Ela olha para o garçom, um homem calvo, com um bigode proeminente e um semblante cansado e cauteloso. É ele que dá a primeira palavra, se dirigindo à moça dizendo:
- Boa noite, senhorita. O que posso servi-la?
- A mais forte que você tiver, por favor.
- Compreendo...
O garçom vira para pegar uma velha garrafa laranja que exalava um odor forte o suficiente para derrubar um cavalo. Enquanto estava de costas, o homem se viu diante de uma preocupação, conhecendo a índole dos frequentadores daquele estabelecimento. Ele enche um pequeno copo de vidro e serve para a moça.

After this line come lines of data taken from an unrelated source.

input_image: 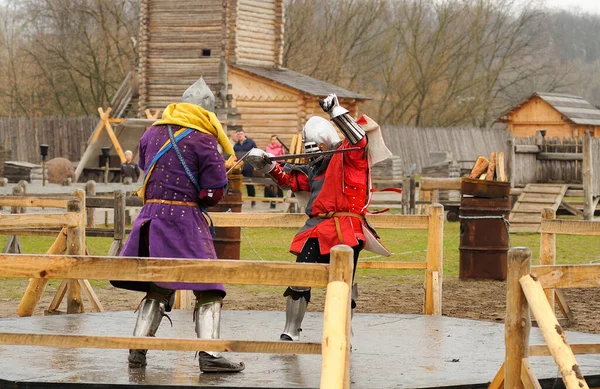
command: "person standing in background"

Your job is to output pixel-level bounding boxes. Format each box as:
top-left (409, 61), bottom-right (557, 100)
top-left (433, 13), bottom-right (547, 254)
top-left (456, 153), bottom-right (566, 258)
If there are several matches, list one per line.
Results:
top-left (265, 135), bottom-right (285, 209)
top-left (233, 129), bottom-right (256, 207)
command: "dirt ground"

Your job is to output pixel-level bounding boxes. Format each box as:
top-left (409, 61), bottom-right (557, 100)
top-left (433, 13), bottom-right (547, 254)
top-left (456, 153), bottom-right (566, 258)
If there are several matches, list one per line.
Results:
top-left (0, 276), bottom-right (600, 333)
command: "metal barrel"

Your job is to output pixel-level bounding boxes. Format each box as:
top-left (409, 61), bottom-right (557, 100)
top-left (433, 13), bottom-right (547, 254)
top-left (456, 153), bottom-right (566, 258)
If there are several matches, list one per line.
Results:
top-left (209, 174), bottom-right (243, 259)
top-left (459, 179), bottom-right (510, 281)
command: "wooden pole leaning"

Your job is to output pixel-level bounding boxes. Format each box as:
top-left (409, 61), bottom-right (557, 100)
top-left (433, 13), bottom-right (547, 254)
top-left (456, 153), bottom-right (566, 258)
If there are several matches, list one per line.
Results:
top-left (520, 275), bottom-right (589, 389)
top-left (504, 247), bottom-right (531, 389)
top-left (321, 245), bottom-right (354, 389)
top-left (67, 200), bottom-right (85, 313)
top-left (423, 204), bottom-right (444, 315)
top-left (17, 228), bottom-right (67, 317)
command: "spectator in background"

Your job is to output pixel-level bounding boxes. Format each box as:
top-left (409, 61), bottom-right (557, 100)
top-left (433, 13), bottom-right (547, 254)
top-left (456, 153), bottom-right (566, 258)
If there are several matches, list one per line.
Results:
top-left (233, 129), bottom-right (256, 207)
top-left (121, 150), bottom-right (140, 182)
top-left (265, 135), bottom-right (285, 209)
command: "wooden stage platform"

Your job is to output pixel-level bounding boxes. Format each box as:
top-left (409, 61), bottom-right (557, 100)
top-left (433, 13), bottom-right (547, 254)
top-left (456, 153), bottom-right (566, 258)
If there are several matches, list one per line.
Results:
top-left (0, 311), bottom-right (600, 389)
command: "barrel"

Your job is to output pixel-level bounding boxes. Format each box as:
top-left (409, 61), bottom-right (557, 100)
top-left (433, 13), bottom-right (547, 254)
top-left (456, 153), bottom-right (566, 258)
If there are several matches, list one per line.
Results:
top-left (459, 178), bottom-right (510, 281)
top-left (208, 174), bottom-right (243, 259)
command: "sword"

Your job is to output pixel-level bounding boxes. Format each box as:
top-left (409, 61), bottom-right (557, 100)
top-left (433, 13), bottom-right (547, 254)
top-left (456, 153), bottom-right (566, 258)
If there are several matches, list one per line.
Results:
top-left (265, 147), bottom-right (362, 162)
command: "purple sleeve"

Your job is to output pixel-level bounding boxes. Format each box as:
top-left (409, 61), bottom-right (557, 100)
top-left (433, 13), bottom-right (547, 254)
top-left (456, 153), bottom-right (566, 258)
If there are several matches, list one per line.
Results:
top-left (195, 135), bottom-right (227, 189)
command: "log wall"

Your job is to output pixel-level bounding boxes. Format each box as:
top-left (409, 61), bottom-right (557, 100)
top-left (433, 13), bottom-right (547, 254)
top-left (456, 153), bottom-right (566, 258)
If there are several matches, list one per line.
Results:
top-left (139, 0), bottom-right (228, 116)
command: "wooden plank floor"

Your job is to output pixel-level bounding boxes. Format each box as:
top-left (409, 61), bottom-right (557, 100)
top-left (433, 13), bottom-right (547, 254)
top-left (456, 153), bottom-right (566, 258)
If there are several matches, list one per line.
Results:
top-left (0, 310), bottom-right (600, 389)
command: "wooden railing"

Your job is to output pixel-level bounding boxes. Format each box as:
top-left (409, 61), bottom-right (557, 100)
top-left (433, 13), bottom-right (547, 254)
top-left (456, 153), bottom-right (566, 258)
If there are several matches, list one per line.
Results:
top-left (489, 218), bottom-right (600, 389)
top-left (0, 244), bottom-right (353, 389)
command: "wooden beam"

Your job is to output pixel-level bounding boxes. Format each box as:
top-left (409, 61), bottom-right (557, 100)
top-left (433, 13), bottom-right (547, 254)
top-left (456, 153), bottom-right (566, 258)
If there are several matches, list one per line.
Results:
top-left (0, 332), bottom-right (321, 354)
top-left (540, 219), bottom-right (600, 236)
top-left (536, 153), bottom-right (583, 161)
top-left (356, 261), bottom-right (427, 270)
top-left (504, 247), bottom-right (531, 389)
top-left (0, 196), bottom-right (70, 209)
top-left (531, 264), bottom-right (600, 289)
top-left (423, 204), bottom-right (444, 315)
top-left (529, 343), bottom-right (600, 357)
top-left (0, 254), bottom-right (329, 287)
top-left (210, 212), bottom-right (429, 229)
top-left (0, 212), bottom-right (80, 232)
top-left (507, 275), bottom-right (589, 389)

- Qual o seu nome, senhorita?
- Amélia. - Diz ela dando o primeiro gole da bebida
- Escute, Amélia, este lugar não é o mais seguro para uma moça como você. A noite em Whitechapel é repleta de perigos. As ruas ficam infestadas de vagabundos e bandidos, preparados para arranjar confusão com qualquer um. Talvez seja melhor procurar outro local.
- Eu sei exatamente onde estou. Mas não se preocupe, não vim para beber somente. Estou em busca de informações.
- Informações? Sobre o quê?
- Sobre um homem chamado Charles Hoodle. Dizem que ele vive nesta região. Eu preciso encontrá-lo.
- Desculpe, senhorita, mas não tenho conhecimento sobre esse nome. Em um lugar amplo como este bairro, é difícil acompanhar tudo que acontece.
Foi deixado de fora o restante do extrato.